Singapore’s financial regulator, the Monetary Authority of Singapore (MAS), is in talks about letting online banks operate in the city.
According to a report in Bloomberg citing the regulator, MAS is looking at whether or not to let digital-only banks with a non-bank parent operate. “We have been engaging relevant stakeholders to ascertain the unique value that such entrants could bring to our banking landscape, and understand how potential risks will be managed and contained,” the regulator said in an email statement to Bloomberg. The regulator went on to say the banking industry in Singapore has been embracing digitization, with local lenders allowed to launch digital-only businesses since 2000. Bloomberg noted that DBS Group, Oversea-Chinese Banking Corp. and United Overseas Bank have digital offerings and compete against local FinTechs and foreign banks who operate in the region.

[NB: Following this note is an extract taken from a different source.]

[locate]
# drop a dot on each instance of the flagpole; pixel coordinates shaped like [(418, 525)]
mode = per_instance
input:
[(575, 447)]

The rise of digital competition in Singapore isn’t keeping the existing banks up at night. In a recent interview with Bloomberg, DBS Chief Executive Officer Piyush Gupta dismissed the competition from local banks and the potential entrance of purely digital offerings. “To my mind, that’s just basically giving a few more banking licenses,” he told Bloomberg, noting that the only problem would come if the digital banks have more lenient rules than traditional banks. He said the real challenge is making sure regulators don’t create an uneven playing field. Gupta noted that he doesn’t think most regulators seem inclined to do that. Meanwhile, OCBC Chief Executive Samuel Tsien said in an email to Bloomberg that digital-only banks are inevitable in Singapore but warned the operating model of these banks can’t be one-size-fits-all.
The discussions on the part of MAS come as regulators across the globe are trying to figure out how to deal with the rise of FinTechs and what it means to traditional banking. Hong Kong started issuing virtual banking licenses earlier this year.